B. Mahkemece Bozmaya Uyularak Verilen Karar
Mahkemenin yukarıda tarih ve sayısı belirtilen kararı ile davanın kabulüne, müdehalenin önlenmesi ile hattın ve direklerin kaldırılmasına karar verilmiştir.
V. TEMYİZ
A. Temyiz Yoluna Başvuranlar
Mahkemenin yukarıda belirtilen kararına karşı süresi içinde davalı idare vekili temyiz isteminde bulunmuştur.
B. Temyiz Sebepleri
Davalı vekili temyiz dilekçesinde özetle; davaya konu taşınmazdaki direklerin alternatifi bulunmadığı için ihtiyacın devam ettiğini, eksik inceleme ile karar verildiğinden kararın bozulmasını talep etmiştir.
C. Gerekçe
1. Uyuşmazlık ve Hukukî Nitelendirme
Uyuşmazlık, müdahalenin meni ve kal talebine ilişkindir.
2. İlgili Hukuk
1. 6100 sayılı Hukuk Muhakemeleri Kanunu'nun (6100 sayılı Kanun) geçici 3 üncü maddesinin atfıyla 1086 sayılı Hukuk Usulü Muhakemeleri Kanunu'nun (1086 sayılı Kanun) 26.09.2004 tarihli ve 5236 sayılı Kanun'la yapılan değişiklikten önceki 427 ilâ 439 uncu maddeleri.
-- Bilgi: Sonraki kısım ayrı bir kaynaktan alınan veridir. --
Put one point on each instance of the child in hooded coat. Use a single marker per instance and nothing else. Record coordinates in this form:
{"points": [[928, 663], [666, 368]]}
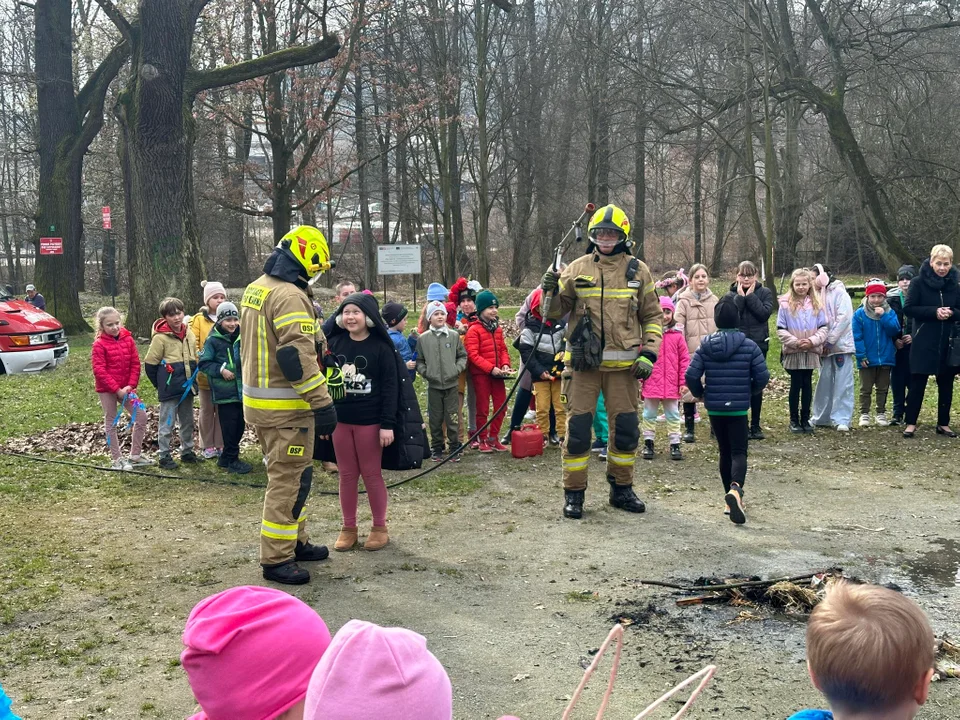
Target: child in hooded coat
{"points": [[666, 385], [116, 372]]}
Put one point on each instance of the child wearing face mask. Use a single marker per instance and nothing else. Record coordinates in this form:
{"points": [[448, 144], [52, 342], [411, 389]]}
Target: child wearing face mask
{"points": [[116, 372]]}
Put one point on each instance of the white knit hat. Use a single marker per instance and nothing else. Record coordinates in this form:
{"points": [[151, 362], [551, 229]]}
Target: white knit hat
{"points": [[210, 289], [432, 307]]}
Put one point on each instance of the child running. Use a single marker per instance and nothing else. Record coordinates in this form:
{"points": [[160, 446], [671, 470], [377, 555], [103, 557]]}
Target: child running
{"points": [[489, 364], [171, 364], [440, 361], [802, 329], [727, 369], [875, 328], [870, 651], [211, 438], [220, 362], [367, 414], [116, 372], [666, 385], [544, 362]]}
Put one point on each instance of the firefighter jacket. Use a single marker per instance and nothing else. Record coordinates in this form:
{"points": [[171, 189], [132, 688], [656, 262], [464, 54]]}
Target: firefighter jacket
{"points": [[282, 381], [625, 312]]}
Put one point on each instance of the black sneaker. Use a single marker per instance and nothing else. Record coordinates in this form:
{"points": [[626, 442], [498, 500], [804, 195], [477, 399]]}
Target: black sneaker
{"points": [[623, 497], [239, 467], [288, 573], [573, 504], [308, 552]]}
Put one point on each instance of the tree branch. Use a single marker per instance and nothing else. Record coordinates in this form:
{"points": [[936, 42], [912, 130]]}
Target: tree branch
{"points": [[112, 12], [198, 81]]}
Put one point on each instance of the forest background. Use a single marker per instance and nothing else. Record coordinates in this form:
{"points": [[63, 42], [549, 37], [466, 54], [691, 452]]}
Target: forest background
{"points": [[783, 131]]}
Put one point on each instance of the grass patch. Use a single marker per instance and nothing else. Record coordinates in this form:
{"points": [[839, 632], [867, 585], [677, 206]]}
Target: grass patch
{"points": [[444, 484]]}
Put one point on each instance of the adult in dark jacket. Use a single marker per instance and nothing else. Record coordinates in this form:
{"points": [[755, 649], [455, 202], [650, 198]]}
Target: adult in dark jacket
{"points": [[900, 377], [735, 370], [933, 302], [755, 305]]}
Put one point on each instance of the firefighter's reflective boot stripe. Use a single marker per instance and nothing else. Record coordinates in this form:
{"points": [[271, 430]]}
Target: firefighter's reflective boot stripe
{"points": [[289, 454], [620, 391]]}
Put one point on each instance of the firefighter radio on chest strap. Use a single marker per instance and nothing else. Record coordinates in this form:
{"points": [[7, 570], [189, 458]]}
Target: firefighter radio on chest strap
{"points": [[586, 348]]}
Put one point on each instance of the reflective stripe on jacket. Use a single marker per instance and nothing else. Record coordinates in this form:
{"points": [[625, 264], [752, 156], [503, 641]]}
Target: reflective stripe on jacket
{"points": [[627, 312], [276, 314]]}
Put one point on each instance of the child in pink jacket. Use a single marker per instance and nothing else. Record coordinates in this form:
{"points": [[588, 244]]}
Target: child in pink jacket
{"points": [[666, 385]]}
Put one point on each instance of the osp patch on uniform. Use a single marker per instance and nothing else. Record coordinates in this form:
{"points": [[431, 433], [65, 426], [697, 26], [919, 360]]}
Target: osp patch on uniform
{"points": [[254, 296]]}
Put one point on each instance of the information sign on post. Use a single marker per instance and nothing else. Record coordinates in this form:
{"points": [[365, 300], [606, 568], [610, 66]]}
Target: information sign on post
{"points": [[51, 246], [398, 260]]}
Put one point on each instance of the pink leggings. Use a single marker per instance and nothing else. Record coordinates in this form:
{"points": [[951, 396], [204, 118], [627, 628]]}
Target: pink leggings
{"points": [[358, 454], [109, 403]]}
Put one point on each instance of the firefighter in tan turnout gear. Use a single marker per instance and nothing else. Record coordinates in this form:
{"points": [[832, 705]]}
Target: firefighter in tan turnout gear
{"points": [[285, 395], [613, 339]]}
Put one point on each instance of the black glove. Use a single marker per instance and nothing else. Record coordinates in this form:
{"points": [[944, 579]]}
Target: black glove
{"points": [[325, 420], [550, 281]]}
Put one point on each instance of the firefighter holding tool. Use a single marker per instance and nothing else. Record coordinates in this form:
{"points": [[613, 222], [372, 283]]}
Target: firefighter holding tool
{"points": [[286, 396], [613, 338]]}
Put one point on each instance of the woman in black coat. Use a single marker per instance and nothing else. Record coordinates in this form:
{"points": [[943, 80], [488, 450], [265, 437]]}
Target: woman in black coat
{"points": [[755, 305], [933, 302]]}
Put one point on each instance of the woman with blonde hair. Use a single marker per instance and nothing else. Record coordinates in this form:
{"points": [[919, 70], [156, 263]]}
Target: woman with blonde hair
{"points": [[933, 301], [694, 317]]}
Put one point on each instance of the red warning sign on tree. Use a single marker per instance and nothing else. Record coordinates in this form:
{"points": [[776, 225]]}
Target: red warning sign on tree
{"points": [[51, 246]]}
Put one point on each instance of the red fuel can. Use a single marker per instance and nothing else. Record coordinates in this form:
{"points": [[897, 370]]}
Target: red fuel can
{"points": [[526, 442]]}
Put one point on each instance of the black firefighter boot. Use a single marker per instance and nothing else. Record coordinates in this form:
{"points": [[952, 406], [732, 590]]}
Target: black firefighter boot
{"points": [[647, 453], [573, 504], [623, 497]]}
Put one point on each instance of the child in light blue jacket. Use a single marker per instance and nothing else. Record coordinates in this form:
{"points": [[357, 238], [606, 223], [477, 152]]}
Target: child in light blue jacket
{"points": [[875, 328]]}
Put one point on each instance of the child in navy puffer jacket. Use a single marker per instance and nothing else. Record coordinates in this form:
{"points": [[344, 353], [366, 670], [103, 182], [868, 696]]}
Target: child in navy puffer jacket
{"points": [[734, 369], [875, 328]]}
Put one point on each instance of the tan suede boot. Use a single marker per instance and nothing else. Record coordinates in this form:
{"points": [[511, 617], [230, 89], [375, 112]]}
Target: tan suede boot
{"points": [[377, 538], [346, 540]]}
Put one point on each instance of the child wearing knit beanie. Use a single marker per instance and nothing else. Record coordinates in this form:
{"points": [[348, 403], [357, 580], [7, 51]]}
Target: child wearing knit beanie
{"points": [[875, 329], [211, 437], [374, 673], [249, 653]]}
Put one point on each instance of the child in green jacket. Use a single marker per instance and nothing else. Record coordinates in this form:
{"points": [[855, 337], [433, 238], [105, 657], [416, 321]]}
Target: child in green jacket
{"points": [[220, 362]]}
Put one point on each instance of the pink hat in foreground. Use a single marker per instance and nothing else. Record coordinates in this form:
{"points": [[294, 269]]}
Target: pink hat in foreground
{"points": [[375, 673], [250, 652]]}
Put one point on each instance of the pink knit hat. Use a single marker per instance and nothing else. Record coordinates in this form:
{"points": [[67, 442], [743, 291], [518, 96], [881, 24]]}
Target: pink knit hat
{"points": [[375, 673], [250, 652], [210, 289]]}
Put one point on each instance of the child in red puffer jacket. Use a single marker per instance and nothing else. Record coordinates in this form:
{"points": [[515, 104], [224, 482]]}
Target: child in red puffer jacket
{"points": [[489, 363], [116, 372]]}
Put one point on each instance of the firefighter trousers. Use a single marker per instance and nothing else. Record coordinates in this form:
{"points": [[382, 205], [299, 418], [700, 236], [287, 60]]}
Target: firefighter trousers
{"points": [[289, 454], [620, 391]]}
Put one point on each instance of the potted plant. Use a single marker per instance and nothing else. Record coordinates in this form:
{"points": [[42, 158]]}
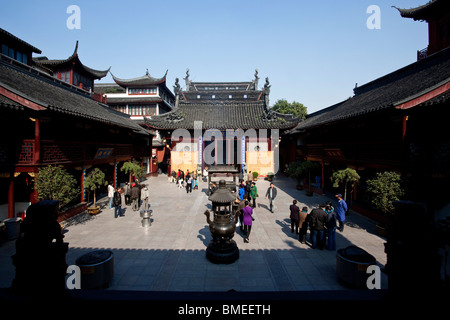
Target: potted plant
{"points": [[55, 183], [93, 181], [133, 168], [385, 188]]}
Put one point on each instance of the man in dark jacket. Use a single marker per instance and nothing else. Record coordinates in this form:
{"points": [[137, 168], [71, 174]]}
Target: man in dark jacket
{"points": [[135, 193], [271, 194], [318, 219], [117, 200]]}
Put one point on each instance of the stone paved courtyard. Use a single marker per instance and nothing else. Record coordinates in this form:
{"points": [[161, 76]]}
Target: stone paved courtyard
{"points": [[170, 255]]}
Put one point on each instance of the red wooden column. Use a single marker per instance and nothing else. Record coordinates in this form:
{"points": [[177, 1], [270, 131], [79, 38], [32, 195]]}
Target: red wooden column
{"points": [[11, 201], [37, 142]]}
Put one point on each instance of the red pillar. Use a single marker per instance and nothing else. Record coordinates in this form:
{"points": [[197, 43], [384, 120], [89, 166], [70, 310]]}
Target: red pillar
{"points": [[11, 202], [37, 142]]}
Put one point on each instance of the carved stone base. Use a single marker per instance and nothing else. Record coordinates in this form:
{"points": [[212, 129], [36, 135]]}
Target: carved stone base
{"points": [[222, 253]]}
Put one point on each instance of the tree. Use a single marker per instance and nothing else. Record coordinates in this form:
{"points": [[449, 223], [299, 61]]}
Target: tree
{"points": [[295, 108], [345, 176], [386, 188], [55, 183], [94, 180], [133, 168]]}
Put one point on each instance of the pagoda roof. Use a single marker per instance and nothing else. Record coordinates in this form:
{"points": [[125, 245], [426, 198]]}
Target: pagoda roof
{"points": [[222, 116], [390, 91], [57, 64], [424, 12], [6, 34], [221, 86], [145, 80], [48, 94]]}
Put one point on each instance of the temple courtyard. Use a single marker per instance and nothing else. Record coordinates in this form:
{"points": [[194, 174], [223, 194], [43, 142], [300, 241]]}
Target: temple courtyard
{"points": [[170, 254]]}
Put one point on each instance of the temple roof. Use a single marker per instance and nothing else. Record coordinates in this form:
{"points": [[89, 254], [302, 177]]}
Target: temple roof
{"points": [[424, 12], [222, 116], [389, 91], [57, 64], [7, 35], [222, 86], [145, 80], [51, 95]]}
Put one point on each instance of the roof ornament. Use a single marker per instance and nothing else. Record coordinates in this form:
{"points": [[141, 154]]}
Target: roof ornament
{"points": [[266, 90], [177, 87], [269, 116], [76, 49], [188, 81], [174, 117], [255, 82]]}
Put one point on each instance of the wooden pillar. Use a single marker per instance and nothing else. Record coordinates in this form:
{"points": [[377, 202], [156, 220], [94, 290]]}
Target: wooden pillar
{"points": [[83, 191], [404, 126], [322, 183], [115, 175], [11, 201], [37, 142]]}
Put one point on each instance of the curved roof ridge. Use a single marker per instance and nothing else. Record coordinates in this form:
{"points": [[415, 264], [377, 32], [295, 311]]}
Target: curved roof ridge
{"points": [[146, 79]]}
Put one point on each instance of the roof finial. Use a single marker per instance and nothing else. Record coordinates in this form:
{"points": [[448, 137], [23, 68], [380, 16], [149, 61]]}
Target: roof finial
{"points": [[76, 49], [188, 82]]}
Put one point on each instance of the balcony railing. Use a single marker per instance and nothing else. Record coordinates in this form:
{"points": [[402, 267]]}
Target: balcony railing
{"points": [[53, 152], [422, 54]]}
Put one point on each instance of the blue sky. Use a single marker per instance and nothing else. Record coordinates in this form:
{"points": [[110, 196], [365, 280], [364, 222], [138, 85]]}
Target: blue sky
{"points": [[312, 51]]}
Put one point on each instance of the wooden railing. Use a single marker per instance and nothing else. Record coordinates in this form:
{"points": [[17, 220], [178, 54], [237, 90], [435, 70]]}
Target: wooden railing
{"points": [[66, 151]]}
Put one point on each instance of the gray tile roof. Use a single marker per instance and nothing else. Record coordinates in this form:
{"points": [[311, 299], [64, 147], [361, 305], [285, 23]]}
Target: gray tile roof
{"points": [[387, 91], [54, 95], [55, 64], [233, 115]]}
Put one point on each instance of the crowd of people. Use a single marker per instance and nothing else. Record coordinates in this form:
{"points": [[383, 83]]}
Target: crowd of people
{"points": [[322, 222], [135, 195], [183, 180]]}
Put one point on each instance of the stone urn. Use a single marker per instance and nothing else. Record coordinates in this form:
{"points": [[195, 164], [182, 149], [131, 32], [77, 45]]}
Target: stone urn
{"points": [[222, 249]]}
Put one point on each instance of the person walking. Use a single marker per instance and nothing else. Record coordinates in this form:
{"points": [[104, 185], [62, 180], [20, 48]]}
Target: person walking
{"points": [[295, 216], [145, 194], [127, 193], [318, 218], [253, 194], [241, 192], [188, 183], [117, 200], [331, 226], [341, 210], [205, 175], [303, 225], [247, 221], [135, 197], [271, 194], [247, 190], [110, 195]]}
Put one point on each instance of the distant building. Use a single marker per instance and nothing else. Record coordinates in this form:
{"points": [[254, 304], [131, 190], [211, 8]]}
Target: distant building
{"points": [[213, 114], [51, 120], [72, 71], [140, 98], [393, 123]]}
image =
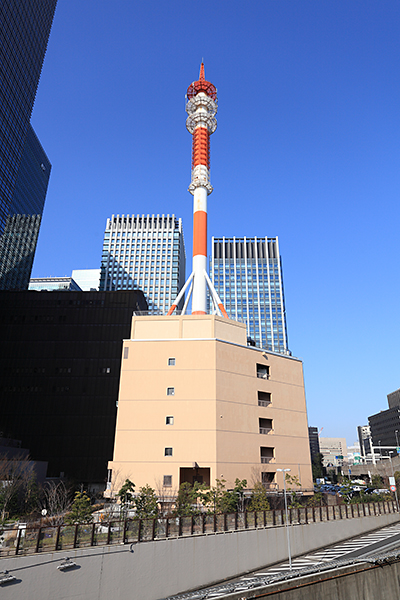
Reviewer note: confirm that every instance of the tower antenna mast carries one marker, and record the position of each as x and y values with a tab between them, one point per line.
201	107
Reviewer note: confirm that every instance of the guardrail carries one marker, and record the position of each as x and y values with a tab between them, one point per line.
26	540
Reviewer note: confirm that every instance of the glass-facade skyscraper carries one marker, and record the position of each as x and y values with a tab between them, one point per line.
145	252
24	33
247	275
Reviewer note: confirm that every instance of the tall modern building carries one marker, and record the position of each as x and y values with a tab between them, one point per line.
364	438
51	284
59	375
19	238
145	252
247	275
24	33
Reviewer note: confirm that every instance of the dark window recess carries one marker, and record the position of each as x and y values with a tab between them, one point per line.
264	398
265	425
262	371
267	454
167	481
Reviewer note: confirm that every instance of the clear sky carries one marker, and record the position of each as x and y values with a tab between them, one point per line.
307	149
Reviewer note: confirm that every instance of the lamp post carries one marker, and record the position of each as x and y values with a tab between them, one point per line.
391	465
284	471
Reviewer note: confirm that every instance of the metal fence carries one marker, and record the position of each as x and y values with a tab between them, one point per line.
23	540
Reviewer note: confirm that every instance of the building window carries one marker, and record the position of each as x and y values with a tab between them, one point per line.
262	371
267	454
267	479
264	398
265	425
167	481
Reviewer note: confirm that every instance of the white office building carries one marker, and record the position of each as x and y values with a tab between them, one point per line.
145	252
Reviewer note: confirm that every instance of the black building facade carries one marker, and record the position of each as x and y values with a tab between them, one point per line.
59	376
385	429
24	34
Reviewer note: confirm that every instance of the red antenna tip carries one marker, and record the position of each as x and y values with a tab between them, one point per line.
202	75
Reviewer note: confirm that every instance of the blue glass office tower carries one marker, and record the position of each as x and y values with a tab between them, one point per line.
20	235
145	252
247	275
24	33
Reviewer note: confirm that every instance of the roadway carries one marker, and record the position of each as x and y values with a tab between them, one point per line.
377	542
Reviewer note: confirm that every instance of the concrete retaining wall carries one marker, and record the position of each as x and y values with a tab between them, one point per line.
356	582
154	570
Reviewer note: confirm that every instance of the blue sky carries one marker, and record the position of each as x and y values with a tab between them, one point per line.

2. Yargıtay İçtihadı Birleştirme Büyük Genel Kurulunun, 16.05.1956 tarihli ve 1956/1 Esas, 1956/6 Karar sayılı kararının ilgili bölümü şöyledir: “... Usûlü dairesinde istimlak muamelesine tevessül edilmeksizin gayrimenkulü yola kalbedilen şahsın, esas itibarıyla, gayrimenkulünü yola kalbeden amme hükmi şahsiyeti aleyhine meni müdahale davası açmağa hakkı olduğuna, ancak dilerse bu fiili duruma razı olarak, mülkiyet hakkının amme hükmî şahsiyetine devrine karşılık gayrimenkulünün bedelinin tahsilini de dava edebileceğine ve isteyebileceği bedelin de mülkiyet hakkının devrine razı olduğu tarih olan dava tarihindeki bedel olduğuna 16.05.1956 tarihinde ilk toplantıda ittifakla karar verildi.”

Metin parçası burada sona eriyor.